The envd version output

rika@gult:~$ envd version --detail envd: v0.3.36 BuildDate: 2023-07-18T15:36:15Z GitCommit: 854798c5b368505ea81eb040a5584f39eaee1d68 GitTreeState: clean GitTag: v0.3.36 GoVersion: go1.19.10 Compiler: gc Platform: linux/amd64 OSType: linux OSVersion: 22.04 KernelVersion: 5.19.0-50-generic DockerHostVersion: 24.0.2 ContainerRuntimes: [io.containerd.runc.v2,runc] DefaultRuntime: runc

Additional context

No response

gaocegege commented 1 year ago

/assign @kemingy

kemingy commented 1 year ago

Is it related to the sjut mirror?

hakurena commented 1 year ago

Is it related to the sjut mirror?

Nope, i ran envd bootstrap without any subfix at the first attemp and got the same error.

kemingy commented 1 year ago

I'm not able to reproduce the error. Can you check the log in the bulidkitd container?

HTTP Proxy: http.docker.internal:3128 HTTPS Proxy: http.docker.internal:3128

Not sure if it's related to the HTTP proxy config.

hakurena commented 1 year ago

I'm not able to reproduce the error. Can you check the log in the bulidkitd container?

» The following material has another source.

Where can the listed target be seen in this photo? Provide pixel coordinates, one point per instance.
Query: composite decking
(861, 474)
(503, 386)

HTTP Proxy: http.docker.internal:3128 HTTPS Proxy: http.docker.internal:3128

Not sure if it's related to the HTTP proxy config.

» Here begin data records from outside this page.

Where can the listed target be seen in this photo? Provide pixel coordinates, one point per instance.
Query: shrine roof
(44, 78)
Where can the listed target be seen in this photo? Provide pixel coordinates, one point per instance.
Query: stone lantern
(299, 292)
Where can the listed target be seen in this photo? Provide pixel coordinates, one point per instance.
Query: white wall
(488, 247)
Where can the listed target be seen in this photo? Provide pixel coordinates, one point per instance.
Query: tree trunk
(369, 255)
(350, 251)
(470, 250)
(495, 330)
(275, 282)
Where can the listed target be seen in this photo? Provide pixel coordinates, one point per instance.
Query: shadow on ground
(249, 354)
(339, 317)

No container can be found in my docker desktop. I'm afraid envd failed creating the envd_buildkitd container. Following is the output of docker ps, according to which the only container I have on this PC is the one created by envd 7 monthes ago when I first try to install it...btw, what can i do to check if it's related to the HTTP proxy config?

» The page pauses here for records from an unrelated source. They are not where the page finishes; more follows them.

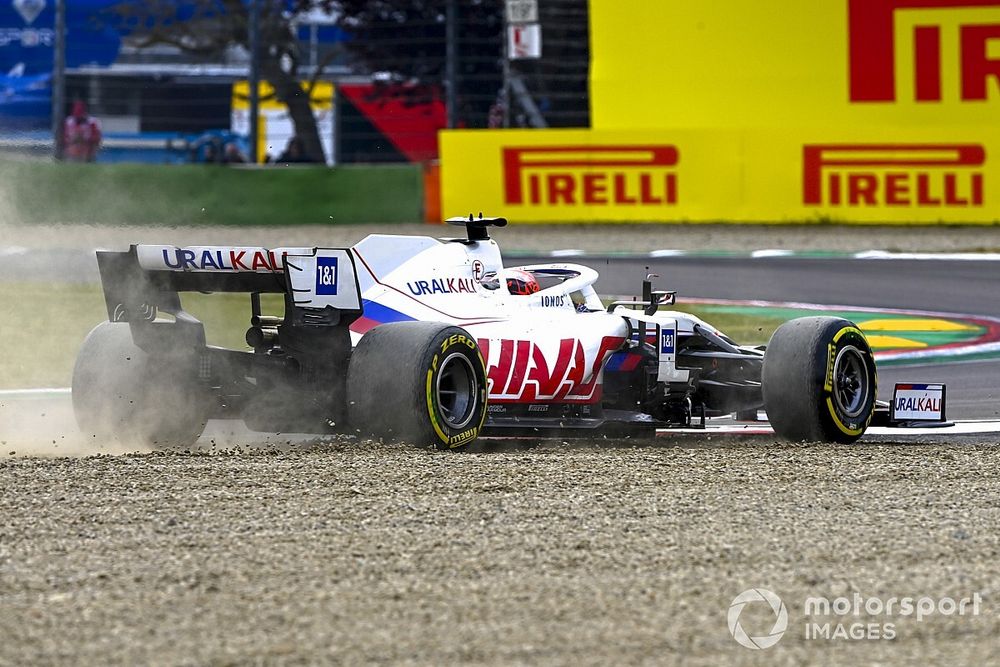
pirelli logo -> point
(918, 175)
(938, 34)
(632, 175)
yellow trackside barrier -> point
(761, 110)
(695, 175)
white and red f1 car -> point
(436, 342)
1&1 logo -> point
(326, 276)
(756, 642)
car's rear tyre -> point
(819, 380)
(419, 382)
(122, 393)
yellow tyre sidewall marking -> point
(828, 384)
(432, 406)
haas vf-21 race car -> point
(436, 342)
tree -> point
(393, 40)
(208, 28)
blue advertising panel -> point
(27, 41)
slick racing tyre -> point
(819, 380)
(419, 382)
(122, 393)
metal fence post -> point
(59, 79)
(451, 63)
(254, 78)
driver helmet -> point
(521, 282)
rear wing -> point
(143, 283)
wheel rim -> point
(850, 381)
(456, 391)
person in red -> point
(81, 135)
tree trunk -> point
(289, 91)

CONTAINER ID IMAGE COMMAND CREATED STATUS PORTS NAMES a116f6b27925 envd-quick-start:dev "horust" 7 months ago Up 22 hours 127.0.0.1:36629->2222/tcp, 127.0.0.1:41859->8888/tcp envd-quick-start

kemingy commented 1 year ago

The current buildkitd container is started with something like:

docker run --rm --name envd_buildkitd --privileged -v $HOME/.config/envd:/etc/registry docker.io/moby/buildkit:v0.10.6 --config /etc/registry/buildkitd.toml

The $HOME/.config/envd/buildkitd.toml is generated when you run envd bootstrap.

Can you try to run this command directly?

hakurena commented 1 year ago

rika@gult:~$ sudo docker run --rm --name envd_buildkitd --privileged -v $HOME/.config/envd:/etc/registry docker.io/moby/buildkit:v0.10.6 --config /etc/registry/buildkitd.toml

docker: Error response from daemon: Conflict. The container name "/envd_buildkitd" is already in use by container "3323cd6af59ac1e9a1df40d98e9ac0304b4ea67108fe115aee337077ef81812f". You have to remove (or rename) that container to be able to reuse that name.

kemingy commented 1 year ago

rika@gult:~$ sudo docker run --rm --name envd_buildkitd --privileged -v $HOME/.config/envd:/etc/registry docker.io/moby/buildkit:v0.10.6 --config /etc/registry/buildkitd.toml

docker: Error response from daemon: Conflict. The container name "/envd_buildkitd" is already in use by container "3323cd6af59ac1e9a1df40d98e9ac0304b4ea67108fe115aee337077ef81812f". You have to remove (or rename) that container to be able to reuse that name.

Run docker rm envd_buildkitd to remove that old one. Use docker ps -a to check if there are some legacy buildkitd containers.